Speed and Consumption Warranty

What it does

A speed and consumption warranty is the owner's description of how the vessel will perform: the speed she will achieve and the quantity of fuel she will consume, usually stated for laden and ballast conditions and qualified by weather limits, for example up to a stated sea state or wind force. It is a central part of the vessel description in a time charter, because the charterer is buying the ship's performance over time.

The clause provides the yardstick against which actual performance is measured and sets up the charterer's remedy if the ship falls short. Under-performance, the ship being slower or burning more fuel than warranted in the agreed conditions, gives rise to a performance claim, typically compensating the charterer for the time lost and the excess bunkers consumed, calculated over the voyages performed during the charter.

Commercial effect

The warranty allocates performance risk and feeds directly into the economics of the charter. The charterer plans its voyages and prices its business on the warranted speed and consumption, so a shortfall costs it time and fuel money. The clause converts that loss into a measurable claim, while a ship that performs as warranted gives the charterer the value it paid for in the hire rate.

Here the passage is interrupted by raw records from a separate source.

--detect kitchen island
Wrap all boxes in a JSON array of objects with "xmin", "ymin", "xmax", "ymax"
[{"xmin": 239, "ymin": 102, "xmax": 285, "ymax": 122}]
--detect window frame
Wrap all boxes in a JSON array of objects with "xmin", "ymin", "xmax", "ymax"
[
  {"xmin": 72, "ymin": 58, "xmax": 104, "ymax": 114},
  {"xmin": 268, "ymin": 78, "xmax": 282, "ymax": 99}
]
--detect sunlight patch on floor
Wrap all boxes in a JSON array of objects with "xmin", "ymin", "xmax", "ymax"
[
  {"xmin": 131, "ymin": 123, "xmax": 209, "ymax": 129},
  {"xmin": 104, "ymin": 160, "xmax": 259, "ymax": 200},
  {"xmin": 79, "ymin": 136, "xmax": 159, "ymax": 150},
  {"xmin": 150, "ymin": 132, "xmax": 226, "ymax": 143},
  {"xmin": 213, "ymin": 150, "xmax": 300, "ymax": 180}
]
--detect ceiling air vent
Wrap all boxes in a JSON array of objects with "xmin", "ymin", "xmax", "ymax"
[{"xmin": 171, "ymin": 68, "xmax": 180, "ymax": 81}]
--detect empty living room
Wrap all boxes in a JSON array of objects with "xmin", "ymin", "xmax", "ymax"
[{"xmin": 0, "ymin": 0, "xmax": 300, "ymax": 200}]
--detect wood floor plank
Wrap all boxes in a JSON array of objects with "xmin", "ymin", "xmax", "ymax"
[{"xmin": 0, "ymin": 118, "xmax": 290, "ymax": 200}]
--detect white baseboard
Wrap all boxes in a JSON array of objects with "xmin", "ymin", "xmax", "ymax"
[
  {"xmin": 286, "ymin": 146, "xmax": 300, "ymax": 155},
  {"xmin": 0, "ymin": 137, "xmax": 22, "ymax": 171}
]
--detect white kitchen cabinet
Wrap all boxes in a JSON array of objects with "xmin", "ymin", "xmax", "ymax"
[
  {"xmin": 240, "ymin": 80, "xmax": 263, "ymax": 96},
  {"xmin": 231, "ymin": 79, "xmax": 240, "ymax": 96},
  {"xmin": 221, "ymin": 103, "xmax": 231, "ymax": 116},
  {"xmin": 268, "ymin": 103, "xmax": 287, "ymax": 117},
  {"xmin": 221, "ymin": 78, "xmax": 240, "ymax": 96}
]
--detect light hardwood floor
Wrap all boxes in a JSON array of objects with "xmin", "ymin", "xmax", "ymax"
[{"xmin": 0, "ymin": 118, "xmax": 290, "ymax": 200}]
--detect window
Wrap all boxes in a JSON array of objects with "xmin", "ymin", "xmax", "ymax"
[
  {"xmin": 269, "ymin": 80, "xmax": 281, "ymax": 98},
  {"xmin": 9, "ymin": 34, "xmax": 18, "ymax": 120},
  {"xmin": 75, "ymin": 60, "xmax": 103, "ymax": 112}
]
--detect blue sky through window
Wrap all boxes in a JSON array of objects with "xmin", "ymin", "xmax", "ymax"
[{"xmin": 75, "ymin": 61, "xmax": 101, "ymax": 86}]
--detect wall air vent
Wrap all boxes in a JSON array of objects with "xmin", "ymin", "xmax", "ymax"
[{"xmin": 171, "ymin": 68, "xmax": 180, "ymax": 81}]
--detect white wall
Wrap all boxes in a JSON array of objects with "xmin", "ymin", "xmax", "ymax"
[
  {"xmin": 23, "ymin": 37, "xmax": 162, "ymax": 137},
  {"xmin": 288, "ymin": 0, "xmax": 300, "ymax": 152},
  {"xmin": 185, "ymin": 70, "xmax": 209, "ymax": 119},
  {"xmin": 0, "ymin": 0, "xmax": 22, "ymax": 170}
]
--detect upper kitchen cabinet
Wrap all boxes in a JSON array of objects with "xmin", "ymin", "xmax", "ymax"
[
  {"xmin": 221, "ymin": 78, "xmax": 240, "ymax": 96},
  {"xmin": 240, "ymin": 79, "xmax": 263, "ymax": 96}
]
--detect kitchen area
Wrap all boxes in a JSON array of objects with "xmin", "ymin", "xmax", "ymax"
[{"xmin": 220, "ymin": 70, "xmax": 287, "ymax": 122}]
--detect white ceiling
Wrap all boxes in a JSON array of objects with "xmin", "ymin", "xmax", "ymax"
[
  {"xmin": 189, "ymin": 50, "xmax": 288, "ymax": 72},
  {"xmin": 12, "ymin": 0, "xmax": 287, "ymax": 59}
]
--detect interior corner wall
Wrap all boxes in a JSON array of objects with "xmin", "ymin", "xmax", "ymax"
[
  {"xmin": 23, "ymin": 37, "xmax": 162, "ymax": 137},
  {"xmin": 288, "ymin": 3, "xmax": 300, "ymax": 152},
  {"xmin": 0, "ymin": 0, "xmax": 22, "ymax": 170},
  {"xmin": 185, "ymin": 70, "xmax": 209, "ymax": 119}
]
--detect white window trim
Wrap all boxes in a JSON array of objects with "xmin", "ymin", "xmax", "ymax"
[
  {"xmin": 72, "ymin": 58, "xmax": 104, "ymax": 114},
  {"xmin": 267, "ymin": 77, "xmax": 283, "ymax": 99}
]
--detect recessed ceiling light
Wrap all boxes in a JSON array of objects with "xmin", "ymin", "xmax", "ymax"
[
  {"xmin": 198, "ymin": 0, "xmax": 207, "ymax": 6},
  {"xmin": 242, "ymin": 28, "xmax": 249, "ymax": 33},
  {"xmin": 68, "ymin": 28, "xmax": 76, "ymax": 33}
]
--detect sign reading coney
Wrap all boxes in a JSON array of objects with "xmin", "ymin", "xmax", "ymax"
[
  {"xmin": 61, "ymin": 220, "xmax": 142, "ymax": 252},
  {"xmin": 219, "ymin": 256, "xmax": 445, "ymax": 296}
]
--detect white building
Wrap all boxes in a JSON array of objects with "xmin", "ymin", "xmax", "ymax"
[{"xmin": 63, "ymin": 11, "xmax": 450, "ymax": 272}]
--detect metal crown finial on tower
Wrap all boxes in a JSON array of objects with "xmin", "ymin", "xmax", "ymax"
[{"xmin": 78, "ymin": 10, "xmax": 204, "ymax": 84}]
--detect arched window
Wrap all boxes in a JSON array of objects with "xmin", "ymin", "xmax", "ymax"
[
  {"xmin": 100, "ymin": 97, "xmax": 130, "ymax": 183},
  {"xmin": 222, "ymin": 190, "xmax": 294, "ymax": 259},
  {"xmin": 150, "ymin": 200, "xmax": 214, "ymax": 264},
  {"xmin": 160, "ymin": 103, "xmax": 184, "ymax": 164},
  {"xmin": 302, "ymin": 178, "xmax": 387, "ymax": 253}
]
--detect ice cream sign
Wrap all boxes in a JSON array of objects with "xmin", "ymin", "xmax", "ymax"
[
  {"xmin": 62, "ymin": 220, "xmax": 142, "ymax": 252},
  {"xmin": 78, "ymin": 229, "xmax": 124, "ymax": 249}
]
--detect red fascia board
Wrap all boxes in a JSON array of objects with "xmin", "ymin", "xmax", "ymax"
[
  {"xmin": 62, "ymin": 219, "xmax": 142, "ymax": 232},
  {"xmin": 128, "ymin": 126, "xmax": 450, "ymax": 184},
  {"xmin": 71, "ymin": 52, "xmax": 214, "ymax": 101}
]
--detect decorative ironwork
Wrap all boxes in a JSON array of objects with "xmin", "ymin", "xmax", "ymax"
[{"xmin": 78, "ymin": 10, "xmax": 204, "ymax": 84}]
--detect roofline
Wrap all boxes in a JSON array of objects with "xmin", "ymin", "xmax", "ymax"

How the warranty is framed and qualified is where much of the value lies. The weather limits, the basis on which performance is assessed, often using independent weather routing data, and whether good-weather periods alone are used to judge performance all shape the size and viability of any claim. The clause is read with the off-hire and weather provisions, and it pairs naturally with voyage performance analysis.

Owner's perspective

The owner wants the warranty stated with realistic figures and clear weather and condition qualifications, so that it is judged only in the conditions for which the promise was given and is not exposed to claims for slow steaming caused by heavy weather, adverse currents, or fouling outside its responsibility. It wants the assessment basis defined to avoid disputes built on selective data.

The owner also wants the consequences confined to a fair measure of the charterer's actual loss, the time and bunkers genuinely wasted, rather than an inflated calculation. It is mindful that hull fouling and bottom condition over a long charter can affect performance, and it negotiates how those factors, and the good-weather sampling used to judge performance, are treated so the warranty remains a fair description rather than an open-ended guarantee.

Charterer's perspective

The charterer relies on the speed and consumption figures to plan and price its employment of the ship, so it wants them to be accurate and the warranty to bite if the vessel under-performs in the agreed conditions. It values a clear basis for measuring performance, commonly independent weather routing data over good-weather periods, so that a genuine shortfall produces a recoverable claim.

The charterer wants the remedy to capture both elements of its loss, the extra time the slower ship takes and the additional fuel a thirstier ship burns, since both directly affect its voyage economics. It negotiates the weather limits and assessment method so they are fair but not so generous to the owner that real under-performance escapes the warranty, and it aligns the clause with how it actually trades the ship.

Negotiation points

  • The warranted speeds and consumptions for laden and ballast conditions, and the weather limits.
  • The basis for assessing performance, including the use of independent weather routing data.
  • Whether performance is judged on good-weather periods only and how those are defined.
  • The treatment of hull fouling, currents, and bottom condition over the charter period.

Common variations

  • A warranty of speed and consumption up to a stated wind force or sea state.
  • A clause assessing performance using independent weather routing reports.
  • A good-weather warranty judged only over qualifying weather periods.
  • A performance regime with agreed allowances for fouling over a long charter.

Charter party clause wordings vary between standard forms, riders and individual fixtures. This library explains the commercial concept, not your contract — always check the actual charter party you are working with. This is general information, not legal advice.